FP8 quantization (available on H100 Hopper with the new FP8 tensor core instructions) pushes further: 4x less memory per weight vs. FP16, and 2x more compute throughput vs. INT8. For models where FP8 accuracy holds — which varies significantly by architecture and task — this is meaningful.
We're not saying quantization is insufficient — for many teams it's the right call and shouldn't be skipped. We're saying it shifts the utilization ceiling rather than removing the fundamental batch-size constraint. A quantized model at INT8 still hits the same latency-SLA-imposed batch ceiling; it's just more efficient within that ceiling. The 45% SM occupancy number we cited for the embedding workload improves somewhat, but the structural dynamic doesn't change.

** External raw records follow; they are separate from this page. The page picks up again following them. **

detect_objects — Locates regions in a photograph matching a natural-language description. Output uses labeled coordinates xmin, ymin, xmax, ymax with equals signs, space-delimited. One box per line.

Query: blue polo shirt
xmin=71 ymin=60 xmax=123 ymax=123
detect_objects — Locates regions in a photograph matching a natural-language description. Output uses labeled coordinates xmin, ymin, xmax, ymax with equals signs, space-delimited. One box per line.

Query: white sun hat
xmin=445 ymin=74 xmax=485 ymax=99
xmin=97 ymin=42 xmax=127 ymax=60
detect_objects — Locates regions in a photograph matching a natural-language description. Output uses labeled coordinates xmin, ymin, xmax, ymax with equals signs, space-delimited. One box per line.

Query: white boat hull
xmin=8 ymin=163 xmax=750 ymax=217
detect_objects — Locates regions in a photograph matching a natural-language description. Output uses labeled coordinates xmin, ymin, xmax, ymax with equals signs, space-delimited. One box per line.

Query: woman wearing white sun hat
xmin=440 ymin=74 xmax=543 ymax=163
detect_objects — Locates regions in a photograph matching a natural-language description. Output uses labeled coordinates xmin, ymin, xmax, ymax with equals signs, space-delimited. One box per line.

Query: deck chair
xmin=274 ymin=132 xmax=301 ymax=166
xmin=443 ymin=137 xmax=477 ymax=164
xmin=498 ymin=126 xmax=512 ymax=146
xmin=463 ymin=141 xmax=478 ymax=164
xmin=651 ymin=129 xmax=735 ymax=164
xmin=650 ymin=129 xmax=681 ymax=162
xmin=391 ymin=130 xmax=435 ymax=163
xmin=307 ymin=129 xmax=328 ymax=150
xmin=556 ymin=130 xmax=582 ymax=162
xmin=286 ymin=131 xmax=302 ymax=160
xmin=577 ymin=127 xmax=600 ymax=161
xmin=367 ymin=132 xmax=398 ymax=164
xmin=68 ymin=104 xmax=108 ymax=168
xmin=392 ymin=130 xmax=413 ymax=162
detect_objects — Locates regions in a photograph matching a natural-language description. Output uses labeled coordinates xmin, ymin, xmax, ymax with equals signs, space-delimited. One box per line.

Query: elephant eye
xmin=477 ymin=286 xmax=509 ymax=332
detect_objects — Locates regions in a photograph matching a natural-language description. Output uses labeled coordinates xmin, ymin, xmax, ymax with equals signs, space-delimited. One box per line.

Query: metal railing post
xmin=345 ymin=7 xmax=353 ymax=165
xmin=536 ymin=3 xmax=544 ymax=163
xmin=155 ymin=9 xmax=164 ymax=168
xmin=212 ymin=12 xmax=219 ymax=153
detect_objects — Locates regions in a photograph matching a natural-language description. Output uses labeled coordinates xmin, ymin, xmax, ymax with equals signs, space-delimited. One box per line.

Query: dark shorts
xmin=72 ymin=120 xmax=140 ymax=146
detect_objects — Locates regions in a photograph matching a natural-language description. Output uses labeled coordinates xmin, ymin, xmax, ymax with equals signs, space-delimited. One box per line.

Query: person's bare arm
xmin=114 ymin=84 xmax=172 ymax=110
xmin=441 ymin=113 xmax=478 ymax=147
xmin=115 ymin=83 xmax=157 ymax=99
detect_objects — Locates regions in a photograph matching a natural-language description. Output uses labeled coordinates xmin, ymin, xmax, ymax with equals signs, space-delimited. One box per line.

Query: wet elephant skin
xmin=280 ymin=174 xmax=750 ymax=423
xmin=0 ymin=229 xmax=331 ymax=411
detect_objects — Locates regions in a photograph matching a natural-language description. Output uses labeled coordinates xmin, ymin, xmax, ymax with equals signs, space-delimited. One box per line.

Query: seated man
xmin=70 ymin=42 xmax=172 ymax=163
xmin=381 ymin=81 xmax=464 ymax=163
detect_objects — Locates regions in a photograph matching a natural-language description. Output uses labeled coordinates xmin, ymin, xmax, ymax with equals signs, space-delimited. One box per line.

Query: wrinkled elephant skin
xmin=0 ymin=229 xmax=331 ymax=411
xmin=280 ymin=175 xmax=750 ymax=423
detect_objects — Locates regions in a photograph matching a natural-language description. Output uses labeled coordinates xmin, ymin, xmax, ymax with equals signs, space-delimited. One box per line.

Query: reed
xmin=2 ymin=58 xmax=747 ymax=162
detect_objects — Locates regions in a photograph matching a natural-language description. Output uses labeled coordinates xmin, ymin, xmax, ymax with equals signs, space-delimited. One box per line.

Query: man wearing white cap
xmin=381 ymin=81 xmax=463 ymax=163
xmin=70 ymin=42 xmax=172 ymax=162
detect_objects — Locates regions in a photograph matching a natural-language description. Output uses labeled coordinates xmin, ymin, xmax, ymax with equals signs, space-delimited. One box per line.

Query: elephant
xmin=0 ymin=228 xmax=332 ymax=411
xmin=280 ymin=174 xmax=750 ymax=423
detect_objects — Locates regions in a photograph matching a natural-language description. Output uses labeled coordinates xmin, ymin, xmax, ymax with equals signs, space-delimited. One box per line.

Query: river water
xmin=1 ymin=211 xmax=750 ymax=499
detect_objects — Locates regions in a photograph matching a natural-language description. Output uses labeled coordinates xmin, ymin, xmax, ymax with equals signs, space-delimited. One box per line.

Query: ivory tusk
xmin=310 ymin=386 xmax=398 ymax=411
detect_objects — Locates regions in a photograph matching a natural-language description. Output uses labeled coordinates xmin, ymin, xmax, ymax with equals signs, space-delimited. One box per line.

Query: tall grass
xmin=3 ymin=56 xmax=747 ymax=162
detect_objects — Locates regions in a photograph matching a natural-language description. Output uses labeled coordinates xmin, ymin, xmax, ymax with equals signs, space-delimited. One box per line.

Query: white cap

What Changes with Purpose-Built Inference Hardware
The batching efficiency problem on GPUs is a consequence of architecture, not software configuration. The design decisions that lead to low utilization at small batches — large warp size requiring many parallel threads to amortize scheduling overhead, memory hierarchy sized for training arithmetic intensity, no fixed-function attention path — are correct for the GPU's intended workload and wrong for inference.
An accelerator designed around the inference workload profile makes the opposite tradeoffs: narrower but deeper execution paths sized for the target batch range, on-chip memory allocated to the specific working sets of production inference patterns, and fixed-function datapaths for the attention operator that eliminate the tiling workaround entirely. The result is that the hardware operates at high utilization at the batch sizes the application actually requires — not at batch sizes that only occur in benchmarks.
The batching efficiency problem isn't solved by running GPU clusters harder. It's solved by matching hardware architecture to the workload's actual compute pattern. Those are different problems with different solutions.